Friday, November 04, 2011

Fashion Week

My tan cargo pants are history. Tragedy. After five or six years of constant use, the crotch has been worn out, and since I'm not (immediately) planning on becoming a male exotic dancer, I have no choice but to relegate the ol' tan cargos to the level of "comfy pants I wear around the house but not in public." It's a sad end for these fine pants and I can't help but think they deserve more than to live the rest of their days as glorified pyjamas. It's like seeing Brett Favre finish his career with the Jets and Vikings rather than with Green Bay….and, ironically, both Favre and my cargo pants were undone by their crotches.

I do own, like, three other pairs of cargo pants, so you won't have to worry about my wardrobe suddenly requiring me to wear shorts in November. In my vast experience as a fashion expert, I'd have to say that cargo pants are basically the best garment ever invented. What's not to like? Comfy, reasonably fashionable, not formal by any stretch but you can wear them out to most events and not be laughed at (to your face), and the pockets, my god, the pockets. Laurent Paquette, the inventor of pockets back in the year 103 A.D., can rest in peace knowing that his greatest creation found its perfect mate in cargo pants.

Need a place to put your phone? Lower right leg side pocket. Your wallet? You could go the traditional route of your back pocket, but when you're a stout fellow like myself, sitting on your wallet runs the risk of one's fat ass crushing your credit card digits. Instead, boom, just slide that wallet right alongside your phone or, if you like privacy, just slide it into your lower left leg side pocket! Got a toque that you always wear because your bald head gets cold? Put it in, you guessed it, one of the side pockets! Always like carrying a pen in case you get an idea for your latest hilarious blog post and need to write it down?

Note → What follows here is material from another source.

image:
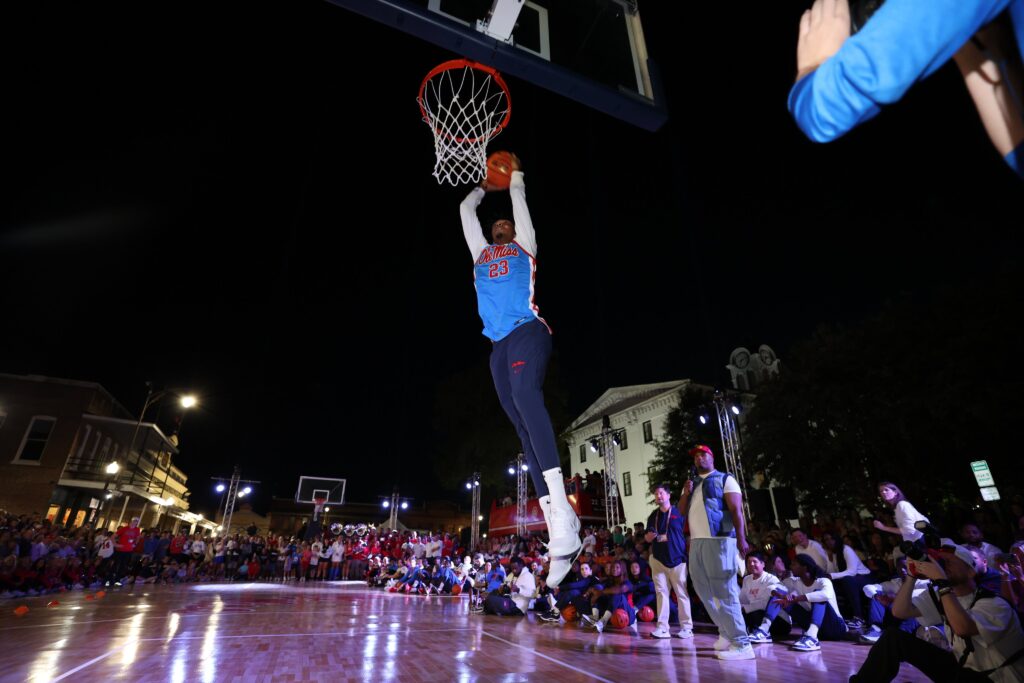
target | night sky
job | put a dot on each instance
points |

Carry a pen in your regular pocket! I suppose it's possible the average person might not carry so much crap on their person at any given time, but I was in Cub Scouts for four, hilarious, neckerchief-filled years. It was there that I learned to Be Prepared in case Shere Khan from The Jungle Book suddenly appeared and tried to maul me to death. I think this was the message…all the Jungle Book imagery kind of blended together after a while.

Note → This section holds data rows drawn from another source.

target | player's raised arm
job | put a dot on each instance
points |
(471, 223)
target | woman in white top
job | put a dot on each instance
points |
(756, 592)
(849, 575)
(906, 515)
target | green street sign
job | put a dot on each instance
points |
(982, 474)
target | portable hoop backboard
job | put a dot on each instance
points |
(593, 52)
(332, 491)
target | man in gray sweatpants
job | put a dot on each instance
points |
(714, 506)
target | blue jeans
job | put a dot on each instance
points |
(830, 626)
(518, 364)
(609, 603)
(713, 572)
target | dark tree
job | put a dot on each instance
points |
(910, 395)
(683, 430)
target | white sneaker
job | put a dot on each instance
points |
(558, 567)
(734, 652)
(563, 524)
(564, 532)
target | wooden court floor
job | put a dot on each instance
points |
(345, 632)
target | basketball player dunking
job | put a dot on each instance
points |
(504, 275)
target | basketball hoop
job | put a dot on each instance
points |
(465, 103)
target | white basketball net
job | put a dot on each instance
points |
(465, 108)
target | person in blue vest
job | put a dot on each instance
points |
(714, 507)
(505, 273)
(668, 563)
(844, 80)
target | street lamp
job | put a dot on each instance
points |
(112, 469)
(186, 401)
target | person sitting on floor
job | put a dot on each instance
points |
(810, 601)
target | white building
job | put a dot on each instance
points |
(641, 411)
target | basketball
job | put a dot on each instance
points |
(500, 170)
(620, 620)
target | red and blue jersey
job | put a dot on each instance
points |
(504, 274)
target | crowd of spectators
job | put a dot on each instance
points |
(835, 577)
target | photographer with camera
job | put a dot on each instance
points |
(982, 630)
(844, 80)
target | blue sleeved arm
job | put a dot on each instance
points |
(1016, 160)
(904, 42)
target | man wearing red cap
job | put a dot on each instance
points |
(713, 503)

This is all a round-about way of saying that if you're interested in buying a slightly-used pair of tan cargo pants, contact me. They can be yours at the very reasonable price of $89.99 Canadian dollars. This might be technically more than I originally paid for the pants, but now they're VINTAGE. You're not just buying a pair of cargo pants that are somewhat drafty in the testicle area --- you're buying a passport to the halcyon days of 2006 fashion.

Also, this would be a great/awful time for any of my friends to say "Hey Mark, you've had that hole in your crotch for two months, we all just thought it'd be funny to not tell you."